Corriere del Mezzogiorno (Campania)

Volevo scrivere male di Bloody Money Poi ho visto i video e...

- di Nicola Quatrano

Volevo scrivere male dell’inchiesta giornalist­ica «Bloody Money» realizzata da

Fanpage. Volevo dire che non se ne può veramente più di un «giornalism­o» che si infila nella vita delle persone per coglierne le umane debolezze, e poi spararle nel circuito virale dei social, come fosse un’arma di distruzion­e di massa contro vite, carriere e onorabilit­à. Non molto tempo fa, per questa stessa ragione, ho criticato un servizio giornalist­ico che aveva violato l’intimità della madre di un giovane indagato.

Dicendo che anche il diritto di cronaca deve arrestarsi di fronte al rispetto della dignità delle persone. Lo stesso vale per le conversazi­oni private (irrilevant­i penalmente, ma per qualche ragione «piccanti») che il circuito mediatico giudiziari­o propina di frequente al voyerismo dei lettori.
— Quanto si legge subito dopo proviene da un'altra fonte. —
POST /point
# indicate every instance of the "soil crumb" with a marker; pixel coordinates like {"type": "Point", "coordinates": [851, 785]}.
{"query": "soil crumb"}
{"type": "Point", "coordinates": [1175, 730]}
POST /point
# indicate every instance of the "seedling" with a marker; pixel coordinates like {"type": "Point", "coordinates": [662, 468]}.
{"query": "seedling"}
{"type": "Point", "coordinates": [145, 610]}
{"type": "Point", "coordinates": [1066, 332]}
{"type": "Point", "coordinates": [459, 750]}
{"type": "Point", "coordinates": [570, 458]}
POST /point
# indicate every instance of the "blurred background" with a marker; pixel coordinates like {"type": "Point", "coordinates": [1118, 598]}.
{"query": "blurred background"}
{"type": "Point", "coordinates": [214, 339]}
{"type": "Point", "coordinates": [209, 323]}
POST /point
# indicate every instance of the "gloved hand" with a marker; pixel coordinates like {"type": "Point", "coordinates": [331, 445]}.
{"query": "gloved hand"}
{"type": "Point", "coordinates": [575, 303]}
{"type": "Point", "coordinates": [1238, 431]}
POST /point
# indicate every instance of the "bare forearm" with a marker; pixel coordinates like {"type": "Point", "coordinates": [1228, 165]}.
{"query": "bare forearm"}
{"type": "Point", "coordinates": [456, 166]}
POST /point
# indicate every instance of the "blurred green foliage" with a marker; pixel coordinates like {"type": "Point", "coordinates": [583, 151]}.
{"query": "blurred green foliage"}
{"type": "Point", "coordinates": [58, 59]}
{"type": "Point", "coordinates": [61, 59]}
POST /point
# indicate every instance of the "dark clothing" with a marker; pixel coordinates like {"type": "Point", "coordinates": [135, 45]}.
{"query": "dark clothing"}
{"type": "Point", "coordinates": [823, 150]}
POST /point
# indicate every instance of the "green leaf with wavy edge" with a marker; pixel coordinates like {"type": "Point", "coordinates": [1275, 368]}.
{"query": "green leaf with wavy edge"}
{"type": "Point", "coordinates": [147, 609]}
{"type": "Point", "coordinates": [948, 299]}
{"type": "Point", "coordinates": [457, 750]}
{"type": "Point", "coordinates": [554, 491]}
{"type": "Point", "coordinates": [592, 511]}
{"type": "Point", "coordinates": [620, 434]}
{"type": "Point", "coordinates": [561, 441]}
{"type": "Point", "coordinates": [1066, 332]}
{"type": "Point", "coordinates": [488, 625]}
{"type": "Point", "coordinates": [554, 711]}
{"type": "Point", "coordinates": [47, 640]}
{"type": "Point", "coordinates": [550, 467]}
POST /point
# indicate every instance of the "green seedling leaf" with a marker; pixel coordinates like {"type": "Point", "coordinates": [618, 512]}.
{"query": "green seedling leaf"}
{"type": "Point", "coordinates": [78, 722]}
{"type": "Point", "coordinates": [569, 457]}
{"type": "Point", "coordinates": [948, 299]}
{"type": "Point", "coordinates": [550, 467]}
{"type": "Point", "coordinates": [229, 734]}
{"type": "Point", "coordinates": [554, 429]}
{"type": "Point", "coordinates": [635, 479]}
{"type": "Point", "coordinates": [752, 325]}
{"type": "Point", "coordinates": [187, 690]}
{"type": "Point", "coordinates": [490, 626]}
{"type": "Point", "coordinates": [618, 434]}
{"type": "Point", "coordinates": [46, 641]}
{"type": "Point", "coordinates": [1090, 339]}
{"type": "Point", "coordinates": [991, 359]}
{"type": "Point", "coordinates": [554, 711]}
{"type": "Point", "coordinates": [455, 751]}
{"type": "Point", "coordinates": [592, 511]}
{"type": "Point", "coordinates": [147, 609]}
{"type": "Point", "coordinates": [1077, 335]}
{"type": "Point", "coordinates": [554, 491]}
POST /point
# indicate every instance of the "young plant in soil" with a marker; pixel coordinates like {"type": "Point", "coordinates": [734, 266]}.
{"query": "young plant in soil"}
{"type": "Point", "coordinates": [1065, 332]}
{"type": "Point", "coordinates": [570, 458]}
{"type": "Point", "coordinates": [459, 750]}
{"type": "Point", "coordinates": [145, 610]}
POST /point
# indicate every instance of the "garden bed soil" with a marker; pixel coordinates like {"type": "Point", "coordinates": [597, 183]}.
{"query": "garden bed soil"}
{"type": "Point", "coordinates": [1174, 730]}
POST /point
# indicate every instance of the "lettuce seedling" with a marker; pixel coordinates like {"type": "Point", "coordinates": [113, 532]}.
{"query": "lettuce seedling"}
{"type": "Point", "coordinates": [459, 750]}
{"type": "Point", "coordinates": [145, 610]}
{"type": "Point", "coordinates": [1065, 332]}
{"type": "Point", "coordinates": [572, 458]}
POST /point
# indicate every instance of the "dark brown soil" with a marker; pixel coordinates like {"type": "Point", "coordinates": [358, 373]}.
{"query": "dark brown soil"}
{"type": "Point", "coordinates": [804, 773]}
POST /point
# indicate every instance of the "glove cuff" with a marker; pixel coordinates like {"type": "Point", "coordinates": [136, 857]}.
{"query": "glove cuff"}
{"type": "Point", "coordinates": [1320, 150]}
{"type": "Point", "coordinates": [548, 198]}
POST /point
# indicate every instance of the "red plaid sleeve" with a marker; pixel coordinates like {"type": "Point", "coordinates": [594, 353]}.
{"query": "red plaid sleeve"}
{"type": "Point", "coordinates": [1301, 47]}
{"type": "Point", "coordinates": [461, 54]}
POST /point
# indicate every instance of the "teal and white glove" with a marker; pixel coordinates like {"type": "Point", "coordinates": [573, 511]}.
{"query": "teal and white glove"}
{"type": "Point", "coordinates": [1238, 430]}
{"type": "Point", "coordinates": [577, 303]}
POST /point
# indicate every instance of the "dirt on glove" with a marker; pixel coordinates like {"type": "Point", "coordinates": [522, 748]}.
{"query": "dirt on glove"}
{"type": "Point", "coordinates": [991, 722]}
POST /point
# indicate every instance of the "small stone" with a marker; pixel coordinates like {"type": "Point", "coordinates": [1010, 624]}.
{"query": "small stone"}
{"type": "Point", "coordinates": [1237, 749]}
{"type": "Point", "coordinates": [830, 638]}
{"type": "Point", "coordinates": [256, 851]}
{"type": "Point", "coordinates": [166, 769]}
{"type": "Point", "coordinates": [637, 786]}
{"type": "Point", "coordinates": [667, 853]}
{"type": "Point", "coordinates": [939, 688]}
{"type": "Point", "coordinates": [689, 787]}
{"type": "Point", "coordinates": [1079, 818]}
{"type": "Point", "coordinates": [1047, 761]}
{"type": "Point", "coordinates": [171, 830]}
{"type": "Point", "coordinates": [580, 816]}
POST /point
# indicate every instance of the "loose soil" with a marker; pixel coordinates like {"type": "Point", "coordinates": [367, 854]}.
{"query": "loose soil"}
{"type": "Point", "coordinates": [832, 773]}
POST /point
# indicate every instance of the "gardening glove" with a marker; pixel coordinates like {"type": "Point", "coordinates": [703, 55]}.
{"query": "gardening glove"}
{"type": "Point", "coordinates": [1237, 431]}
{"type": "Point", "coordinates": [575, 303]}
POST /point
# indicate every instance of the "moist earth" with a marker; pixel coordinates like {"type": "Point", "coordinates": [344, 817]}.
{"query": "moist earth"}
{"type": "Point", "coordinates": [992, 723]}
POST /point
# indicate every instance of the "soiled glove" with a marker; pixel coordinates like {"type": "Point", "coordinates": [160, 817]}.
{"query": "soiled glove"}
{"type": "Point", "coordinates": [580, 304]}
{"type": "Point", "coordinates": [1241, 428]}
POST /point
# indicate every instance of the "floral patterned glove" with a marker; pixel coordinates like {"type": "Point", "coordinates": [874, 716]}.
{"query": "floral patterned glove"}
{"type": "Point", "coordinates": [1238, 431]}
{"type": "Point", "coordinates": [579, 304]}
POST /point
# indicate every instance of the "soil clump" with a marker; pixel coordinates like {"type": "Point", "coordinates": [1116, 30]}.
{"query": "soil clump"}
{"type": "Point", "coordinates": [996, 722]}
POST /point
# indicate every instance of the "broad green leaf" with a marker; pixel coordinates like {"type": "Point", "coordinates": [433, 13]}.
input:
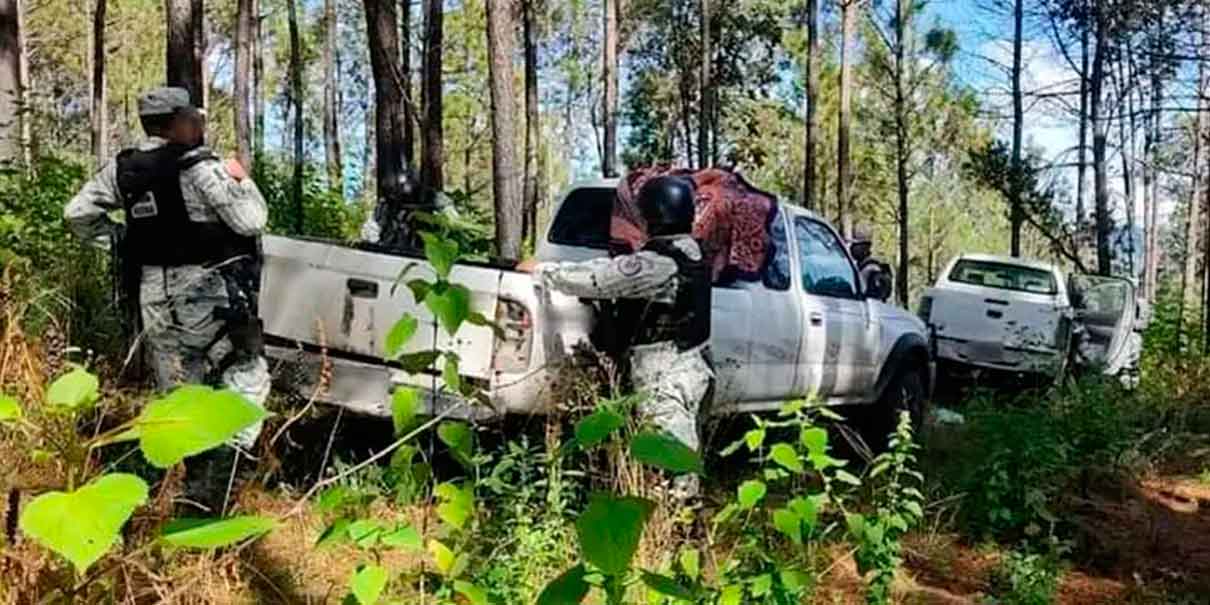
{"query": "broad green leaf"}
{"type": "Point", "coordinates": [368, 583]}
{"type": "Point", "coordinates": [784, 455]}
{"type": "Point", "coordinates": [401, 333]}
{"type": "Point", "coordinates": [847, 477]}
{"type": "Point", "coordinates": [451, 306]}
{"type": "Point", "coordinates": [191, 420]}
{"type": "Point", "coordinates": [598, 426]}
{"type": "Point", "coordinates": [667, 586]}
{"type": "Point", "coordinates": [441, 253]}
{"type": "Point", "coordinates": [459, 438]}
{"type": "Point", "coordinates": [754, 438]}
{"type": "Point", "coordinates": [209, 534]}
{"type": "Point", "coordinates": [448, 563]}
{"type": "Point", "coordinates": [450, 375]}
{"type": "Point", "coordinates": [691, 563]}
{"type": "Point", "coordinates": [750, 493]}
{"type": "Point", "coordinates": [9, 408]}
{"type": "Point", "coordinates": [415, 363]}
{"type": "Point", "coordinates": [84, 524]}
{"type": "Point", "coordinates": [663, 450]}
{"type": "Point", "coordinates": [814, 441]}
{"type": "Point", "coordinates": [788, 523]}
{"type": "Point", "coordinates": [404, 408]}
{"type": "Point", "coordinates": [474, 595]}
{"type": "Point", "coordinates": [732, 594]}
{"type": "Point", "coordinates": [74, 390]}
{"type": "Point", "coordinates": [807, 510]}
{"type": "Point", "coordinates": [610, 530]}
{"type": "Point", "coordinates": [334, 534]}
{"type": "Point", "coordinates": [364, 533]}
{"type": "Point", "coordinates": [457, 503]}
{"type": "Point", "coordinates": [405, 536]}
{"type": "Point", "coordinates": [569, 588]}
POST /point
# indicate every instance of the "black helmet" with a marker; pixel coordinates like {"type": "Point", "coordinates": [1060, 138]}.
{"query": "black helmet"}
{"type": "Point", "coordinates": [667, 205]}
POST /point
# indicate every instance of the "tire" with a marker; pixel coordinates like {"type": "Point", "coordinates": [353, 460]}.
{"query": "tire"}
{"type": "Point", "coordinates": [906, 393]}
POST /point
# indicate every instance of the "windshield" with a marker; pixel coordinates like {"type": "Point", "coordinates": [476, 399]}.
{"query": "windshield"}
{"type": "Point", "coordinates": [1004, 276]}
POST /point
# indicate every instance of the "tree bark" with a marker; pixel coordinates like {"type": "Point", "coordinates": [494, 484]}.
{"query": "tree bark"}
{"type": "Point", "coordinates": [299, 119]}
{"type": "Point", "coordinates": [1081, 153]}
{"type": "Point", "coordinates": [258, 84]}
{"type": "Point", "coordinates": [903, 29]}
{"type": "Point", "coordinates": [10, 82]}
{"type": "Point", "coordinates": [533, 126]}
{"type": "Point", "coordinates": [382, 30]}
{"type": "Point", "coordinates": [1015, 209]}
{"type": "Point", "coordinates": [409, 107]}
{"type": "Point", "coordinates": [843, 170]}
{"type": "Point", "coordinates": [1100, 166]}
{"type": "Point", "coordinates": [183, 59]}
{"type": "Point", "coordinates": [245, 35]}
{"type": "Point", "coordinates": [432, 167]}
{"type": "Point", "coordinates": [808, 163]}
{"type": "Point", "coordinates": [99, 113]}
{"type": "Point", "coordinates": [505, 176]}
{"type": "Point", "coordinates": [707, 94]}
{"type": "Point", "coordinates": [609, 73]}
{"type": "Point", "coordinates": [330, 104]}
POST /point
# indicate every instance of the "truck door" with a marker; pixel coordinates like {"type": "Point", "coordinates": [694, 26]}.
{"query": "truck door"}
{"type": "Point", "coordinates": [836, 359]}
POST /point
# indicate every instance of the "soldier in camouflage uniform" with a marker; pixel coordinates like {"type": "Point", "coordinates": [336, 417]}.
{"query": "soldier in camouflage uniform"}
{"type": "Point", "coordinates": [190, 234]}
{"type": "Point", "coordinates": [663, 297]}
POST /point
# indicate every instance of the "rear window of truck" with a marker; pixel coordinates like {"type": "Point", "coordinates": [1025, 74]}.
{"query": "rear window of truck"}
{"type": "Point", "coordinates": [583, 219]}
{"type": "Point", "coordinates": [1004, 276]}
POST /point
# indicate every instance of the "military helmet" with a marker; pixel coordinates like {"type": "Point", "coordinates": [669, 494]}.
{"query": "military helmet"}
{"type": "Point", "coordinates": [667, 205]}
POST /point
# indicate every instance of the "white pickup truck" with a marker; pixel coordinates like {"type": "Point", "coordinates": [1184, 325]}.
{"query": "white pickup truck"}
{"type": "Point", "coordinates": [1023, 316]}
{"type": "Point", "coordinates": [805, 328]}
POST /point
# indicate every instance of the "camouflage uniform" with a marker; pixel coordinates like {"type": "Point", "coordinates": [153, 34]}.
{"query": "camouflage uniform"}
{"type": "Point", "coordinates": [178, 303]}
{"type": "Point", "coordinates": [674, 381]}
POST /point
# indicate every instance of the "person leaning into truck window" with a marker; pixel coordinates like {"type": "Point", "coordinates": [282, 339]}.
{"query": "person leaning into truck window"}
{"type": "Point", "coordinates": [663, 292]}
{"type": "Point", "coordinates": [875, 274]}
{"type": "Point", "coordinates": [189, 242]}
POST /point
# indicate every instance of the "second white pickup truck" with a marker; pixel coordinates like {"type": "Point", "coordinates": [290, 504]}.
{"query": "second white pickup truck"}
{"type": "Point", "coordinates": [806, 328]}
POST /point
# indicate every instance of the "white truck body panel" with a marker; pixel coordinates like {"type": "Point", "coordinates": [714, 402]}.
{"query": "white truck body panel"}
{"type": "Point", "coordinates": [768, 344]}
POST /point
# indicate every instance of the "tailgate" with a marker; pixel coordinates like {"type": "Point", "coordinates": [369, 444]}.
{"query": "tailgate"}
{"type": "Point", "coordinates": [996, 317]}
{"type": "Point", "coordinates": [341, 298]}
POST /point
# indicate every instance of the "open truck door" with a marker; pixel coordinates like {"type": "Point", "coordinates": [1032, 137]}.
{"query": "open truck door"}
{"type": "Point", "coordinates": [1106, 317]}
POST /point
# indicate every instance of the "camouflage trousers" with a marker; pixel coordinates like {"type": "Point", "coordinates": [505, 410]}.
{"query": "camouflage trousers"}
{"type": "Point", "coordinates": [182, 335]}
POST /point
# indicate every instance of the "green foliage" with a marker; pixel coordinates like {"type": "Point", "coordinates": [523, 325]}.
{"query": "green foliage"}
{"type": "Point", "coordinates": [209, 534]}
{"type": "Point", "coordinates": [82, 525]}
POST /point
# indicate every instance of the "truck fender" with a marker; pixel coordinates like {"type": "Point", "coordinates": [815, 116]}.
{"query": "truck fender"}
{"type": "Point", "coordinates": [910, 350]}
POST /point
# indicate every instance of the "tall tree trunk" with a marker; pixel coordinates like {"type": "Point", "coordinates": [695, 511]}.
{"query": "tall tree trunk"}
{"type": "Point", "coordinates": [99, 113]}
{"type": "Point", "coordinates": [1082, 150]}
{"type": "Point", "coordinates": [533, 127]}
{"type": "Point", "coordinates": [1015, 212]}
{"type": "Point", "coordinates": [808, 163]}
{"type": "Point", "coordinates": [245, 35]}
{"type": "Point", "coordinates": [382, 30]}
{"type": "Point", "coordinates": [10, 82]}
{"type": "Point", "coordinates": [1100, 166]}
{"type": "Point", "coordinates": [258, 84]}
{"type": "Point", "coordinates": [609, 73]}
{"type": "Point", "coordinates": [903, 30]}
{"type": "Point", "coordinates": [843, 170]}
{"type": "Point", "coordinates": [505, 176]}
{"type": "Point", "coordinates": [432, 167]}
{"type": "Point", "coordinates": [707, 94]}
{"type": "Point", "coordinates": [409, 105]}
{"type": "Point", "coordinates": [183, 59]}
{"type": "Point", "coordinates": [299, 119]}
{"type": "Point", "coordinates": [330, 104]}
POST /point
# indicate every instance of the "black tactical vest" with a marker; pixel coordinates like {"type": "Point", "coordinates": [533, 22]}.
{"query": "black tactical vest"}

Volevo dire a Peppe Giulietti, corso a Napoli a difendere la redazione del giornale online, che la retorica della «libera stampa» non incanta più nessuno, perché il «cane da guardia della democrazia» ci propina oramai spazzatura quotidiana.

E anche il rituale richiamo al Watergate ha fatto il suo tempo, adesso che il Washington Post di Jeff Bezos è diventato l’organo semiuffici­ale della Cia, in virtù del contratto di 600 milioni di dollari all’anno stipulato tra l’agenzia e Amazon, per attività di «cooperazio­ne».

Non è che mi avesse tanto colpito il ricorso all’agente provocator­e. C’è differenza tra una indagine penale e un’inchiesta giornalist­ica. Nel primo caso l’utilizzo può avere solo una portata limitata, perché si tratta di scoprire reati, non certo la propension­e delle persone a delinquere, e perché un reato «provocato» dagli inquirenti rischia di ridursi a quel nulla che i giuristi chiamano un «reato impossibil­e».

In un’inchiesta giornalist­ica, invece, la disponibil­ità di un pubblico amministra­tore a farsi corrompere può interessar­e i lettori. La moralità dell’eletto e di chi amministra non è per nulla irrilevant­e. Ma attenzione! Bisogna andarci piano. L’indurre in tentazione è lavoro del diavolo, e qui il diavolo ha addirittur­a le fattezze di un ex camorrista.

Questo volevo scrivere. Ma, come male accade, me ne ero fatto un’idea solo per quello che ne avevo letto. Poi ho visto il servizio… e ho cambiato idea. E oggi torno in argomento, perché forse anche altri ne hanno parlato solo per sentito dire.

Ebbene le immagini (se onestament­e montate) sono potenti, e non mi scandalizz­a più nemmeno la presenza dell’ex malavitoso: nessun giornalist­a sarebbe stato altrettant­o efficace. Certo bisognereb­be chiarire alcuni punti: che cosa ci ha guadagnato Nunzio Perrella, solo la gloria? E perché gli ideatori del reportage hanno cercato sponde nelle Procure? Ma, precisato questo, il risultato lascia senza parole.

Non c’è stata «provocazio­ne», e nemmeno un indurre in tentazione. Non è stato Perrella a proporre il reato, lo hanno preceduto i suoi interlocut­ori, con una disinvoltu­ra che fa pensare ad un sistema ben rodato. Era già tutto nella «logica delle cose»: gli incarichi senza gara giustifica­ti dall’emergenza, gli aggiustame­nti in corso d’opera, gli appalti ad hoc, come fossero protocolli ben sperimenta­ti. E le percentual­i per politici e funzionari sono venute fuori come un tariffario già stabilment­e operativo. E l’insensibil­ità per i problemi di conflitto di interesse… Certo non è materia di processo ma, se non c’è stato trucco, il reportage giornalist­ico ci sta tutto. E traccia un quadro desolante.

Ha ragione Enzo d’Errico a temere che la vicenda finirà con l’alimentare l’antipoliti­ca, ma la ricetta giusta non è certo quella di nascondere la realtà. L’antipoliti­ca è soprattutt­o una reazione all’assenza di vera politica. Lo tenga presente De Luca. Consideri i filmati come una sfida, piuttosto che «un’aggression­e». C’è un gran lavoro da fare, di moralizzaz­ione e di ripristino della legalità, nella sua Regione. Freni dunque i furori (pare lo stia già facendo) e si rimbocchi le maniche, se ne è capace.